Helping people in the United States usually involves tackling extremely complex, poorly understood problems. Many popular approaches simply don't work. (See our discussion of education, for example.) Many more approaches have simply never been investigated, beyond the stories and anecdotes. (More here.)
In the poorest parts of the world, people suffer from very different problems. A child may die of malaria for lack of a $5 bed net, or of diarrhea for lack of a 5-cent packet of nutrients.
The table below illustrates the difference, comparing U.S.-focused charities to international charities. Click the name of the organization for more detail.

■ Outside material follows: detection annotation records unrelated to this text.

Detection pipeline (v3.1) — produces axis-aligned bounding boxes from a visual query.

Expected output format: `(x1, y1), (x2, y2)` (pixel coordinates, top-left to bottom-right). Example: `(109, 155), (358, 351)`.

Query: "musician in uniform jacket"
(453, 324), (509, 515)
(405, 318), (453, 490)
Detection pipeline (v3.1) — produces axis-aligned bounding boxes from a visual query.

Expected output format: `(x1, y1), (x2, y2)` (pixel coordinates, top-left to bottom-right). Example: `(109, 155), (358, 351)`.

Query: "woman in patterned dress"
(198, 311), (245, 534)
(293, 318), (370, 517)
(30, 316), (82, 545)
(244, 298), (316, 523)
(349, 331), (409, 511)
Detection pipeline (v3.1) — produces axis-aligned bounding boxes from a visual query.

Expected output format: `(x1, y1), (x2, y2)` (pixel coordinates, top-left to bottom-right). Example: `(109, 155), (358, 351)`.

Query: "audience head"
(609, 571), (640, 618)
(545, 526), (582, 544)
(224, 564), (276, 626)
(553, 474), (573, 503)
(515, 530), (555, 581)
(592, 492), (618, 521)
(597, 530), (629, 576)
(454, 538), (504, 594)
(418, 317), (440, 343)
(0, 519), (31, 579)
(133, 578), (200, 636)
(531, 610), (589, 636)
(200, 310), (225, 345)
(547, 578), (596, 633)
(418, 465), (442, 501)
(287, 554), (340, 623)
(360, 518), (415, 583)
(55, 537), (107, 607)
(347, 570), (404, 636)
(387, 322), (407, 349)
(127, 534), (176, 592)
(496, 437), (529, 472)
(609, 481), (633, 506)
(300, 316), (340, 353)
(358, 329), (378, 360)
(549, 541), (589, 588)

| Organization | Cost | Impact |
---|---|---|---|
Developing-world health | Malaria Consortium (seasonal malaria chemoprevention program) | Approximately $2,000 per life saved | Improve health, save lives |
Early childhood care and education (U.S.) | Nurse-Family Partnership | $10,000 per child served | Increase academic performance and reduce criminal behavior |
US Education | KIPP | $7,500-$17,000 per student per year (including state funds) | Improve academic performance |
Employment Assistance (NYC) | The HOPE Program | $10,000 per client served | Unclear, if any |
We estimate that it costs the Malaria Consortium approximately $2,000 (including transportation, administration, etc.) to save a human life. Compare that with even the best U.S. programs: the Nurse-Family Partnership and KIPP both cost over $10,000 per child served.
This is not to say that developing-world aid is easy or simple. Some activities are highly proven and cost-effective; others have very poor track records. As in the U.S., generating evidence of impact (not just stories) is essential. We publish what we've learned.